January 01, 2019 marked the first anniversary of the Medical Device Rules 2017 – India's first step in de-linking medical devices regulations from drugs. 2018 has certainly been an interesting year for medical devices, with a lot of supplementary regulation such as guidance documents and guidelines released in respect of notified medical devices. It also saw the inclusion of an array of additional medical devices into the regulatory framework, which signals the government's intention to revamp regulations in the medical device space.

The Government has also shown a clear inclination to increase India's competitiveness in the global market for medical devices by attracting greater foreign investment and relaxing rules for export. In this yearly wrap, we have attempted to encapsulate the major events in the medical device industry in 2018 and analyze some of these events with the benefit of hindsight. We hope you enjoy reading it.

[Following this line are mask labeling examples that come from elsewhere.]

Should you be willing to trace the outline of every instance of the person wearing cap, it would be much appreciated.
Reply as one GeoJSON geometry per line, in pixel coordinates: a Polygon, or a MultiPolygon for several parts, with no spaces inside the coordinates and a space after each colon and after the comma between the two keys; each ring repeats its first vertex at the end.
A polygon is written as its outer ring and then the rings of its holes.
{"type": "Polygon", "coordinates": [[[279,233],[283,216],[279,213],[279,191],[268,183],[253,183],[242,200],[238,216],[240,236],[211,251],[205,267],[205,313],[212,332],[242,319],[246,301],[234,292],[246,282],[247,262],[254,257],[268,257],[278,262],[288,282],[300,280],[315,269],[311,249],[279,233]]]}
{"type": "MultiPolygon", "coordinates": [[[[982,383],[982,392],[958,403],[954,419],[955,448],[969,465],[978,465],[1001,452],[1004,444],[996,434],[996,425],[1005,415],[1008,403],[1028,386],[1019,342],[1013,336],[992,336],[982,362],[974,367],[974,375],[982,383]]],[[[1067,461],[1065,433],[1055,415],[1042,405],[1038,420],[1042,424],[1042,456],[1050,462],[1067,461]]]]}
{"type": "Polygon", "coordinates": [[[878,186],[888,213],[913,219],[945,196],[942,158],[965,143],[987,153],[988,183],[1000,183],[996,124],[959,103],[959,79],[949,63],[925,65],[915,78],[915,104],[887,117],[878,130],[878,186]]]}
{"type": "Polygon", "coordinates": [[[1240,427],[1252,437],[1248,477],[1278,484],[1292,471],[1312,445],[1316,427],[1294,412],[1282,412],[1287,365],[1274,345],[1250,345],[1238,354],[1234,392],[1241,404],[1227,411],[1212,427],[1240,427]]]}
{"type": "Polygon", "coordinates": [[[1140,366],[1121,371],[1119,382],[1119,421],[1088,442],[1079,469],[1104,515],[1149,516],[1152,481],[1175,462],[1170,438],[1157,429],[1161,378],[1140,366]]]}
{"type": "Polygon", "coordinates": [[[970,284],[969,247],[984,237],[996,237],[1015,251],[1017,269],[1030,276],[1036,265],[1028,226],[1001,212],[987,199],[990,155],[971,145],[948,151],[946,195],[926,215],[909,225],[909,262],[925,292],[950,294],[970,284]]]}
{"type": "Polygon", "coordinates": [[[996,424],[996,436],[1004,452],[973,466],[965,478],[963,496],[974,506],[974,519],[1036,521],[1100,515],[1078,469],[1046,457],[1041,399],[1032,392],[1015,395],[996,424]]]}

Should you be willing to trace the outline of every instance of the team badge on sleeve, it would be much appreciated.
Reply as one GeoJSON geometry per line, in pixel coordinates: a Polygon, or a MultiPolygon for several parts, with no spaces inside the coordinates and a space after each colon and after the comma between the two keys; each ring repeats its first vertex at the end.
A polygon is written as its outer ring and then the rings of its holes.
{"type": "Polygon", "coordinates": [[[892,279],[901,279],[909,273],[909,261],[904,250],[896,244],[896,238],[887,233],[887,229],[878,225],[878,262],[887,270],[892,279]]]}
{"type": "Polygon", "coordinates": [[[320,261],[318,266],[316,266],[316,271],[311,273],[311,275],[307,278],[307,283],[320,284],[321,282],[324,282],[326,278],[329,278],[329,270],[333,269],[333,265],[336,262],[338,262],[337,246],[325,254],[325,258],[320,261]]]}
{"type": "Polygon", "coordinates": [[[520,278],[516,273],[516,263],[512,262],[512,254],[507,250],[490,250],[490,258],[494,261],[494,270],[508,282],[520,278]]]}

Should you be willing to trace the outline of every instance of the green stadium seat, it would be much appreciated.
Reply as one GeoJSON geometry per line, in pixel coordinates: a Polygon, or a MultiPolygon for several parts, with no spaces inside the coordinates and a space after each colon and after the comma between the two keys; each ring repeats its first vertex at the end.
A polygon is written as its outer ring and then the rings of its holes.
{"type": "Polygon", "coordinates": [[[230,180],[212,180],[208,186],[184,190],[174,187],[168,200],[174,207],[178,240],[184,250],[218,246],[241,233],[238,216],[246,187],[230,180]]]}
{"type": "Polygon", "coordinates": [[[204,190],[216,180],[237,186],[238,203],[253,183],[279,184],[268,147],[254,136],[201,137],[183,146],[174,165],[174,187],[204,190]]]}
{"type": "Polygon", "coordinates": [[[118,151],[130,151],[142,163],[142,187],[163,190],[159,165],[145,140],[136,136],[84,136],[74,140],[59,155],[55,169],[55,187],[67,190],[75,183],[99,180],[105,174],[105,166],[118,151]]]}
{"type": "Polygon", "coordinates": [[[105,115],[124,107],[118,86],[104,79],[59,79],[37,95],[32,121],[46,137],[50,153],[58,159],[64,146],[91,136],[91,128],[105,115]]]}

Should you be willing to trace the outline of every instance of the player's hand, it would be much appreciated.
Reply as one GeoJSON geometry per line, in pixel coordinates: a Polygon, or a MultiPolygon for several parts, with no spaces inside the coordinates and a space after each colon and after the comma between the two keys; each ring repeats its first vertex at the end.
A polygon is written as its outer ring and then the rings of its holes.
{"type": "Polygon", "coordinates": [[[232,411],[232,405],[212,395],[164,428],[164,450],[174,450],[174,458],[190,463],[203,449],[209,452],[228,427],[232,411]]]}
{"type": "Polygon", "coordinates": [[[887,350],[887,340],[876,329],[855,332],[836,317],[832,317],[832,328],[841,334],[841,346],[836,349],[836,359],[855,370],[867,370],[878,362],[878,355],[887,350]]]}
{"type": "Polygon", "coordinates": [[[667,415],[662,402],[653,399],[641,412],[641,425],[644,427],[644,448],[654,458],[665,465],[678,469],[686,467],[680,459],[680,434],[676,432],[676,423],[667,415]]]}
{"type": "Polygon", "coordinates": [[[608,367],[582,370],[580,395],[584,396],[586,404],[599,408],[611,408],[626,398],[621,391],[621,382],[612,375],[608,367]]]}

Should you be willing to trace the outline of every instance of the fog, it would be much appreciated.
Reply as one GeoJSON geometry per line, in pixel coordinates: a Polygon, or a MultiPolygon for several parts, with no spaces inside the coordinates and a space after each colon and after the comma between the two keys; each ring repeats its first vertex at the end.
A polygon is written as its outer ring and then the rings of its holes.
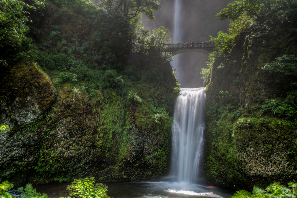
{"type": "MultiPolygon", "coordinates": [[[[171,38],[175,37],[174,28],[174,2],[175,0],[159,0],[162,7],[155,11],[156,18],[149,20],[144,15],[141,21],[146,29],[154,29],[161,25],[169,29],[171,38]]],[[[179,0],[181,2],[179,21],[180,37],[174,43],[185,43],[193,41],[197,43],[209,40],[209,36],[216,37],[217,32],[226,32],[229,21],[216,19],[216,14],[226,7],[230,0],[179,0]]],[[[173,57],[176,59],[172,63],[176,69],[176,76],[181,87],[198,88],[203,86],[200,71],[205,66],[208,56],[195,52],[185,53],[173,57]]]]}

Definition of Medical Device in the Foreign Direct Investment Policy amended to attract foreign investment

The Department of Industrial Policy and Promotion ("DIPP") - a body under the Ministry of Commerce and Industry entrusted with the role of formulating the Foreign Direct Investment ("FDI") Policy - issued a press note on January 23 2018 amending the definition of medical devices under the policy. 1 Under the current FDI policy, the definition of medical devices was subject to amendments to the Drugs and Cosmetics Act, 1940 ("D&C Act") – the legislation regulating the manufacture and sale of drugs, cosmetics and medical devices in India. The amendment to the FDI Policy now provides for an independent definition of medical devices, and is no longer subject to amendments to the D&C Act.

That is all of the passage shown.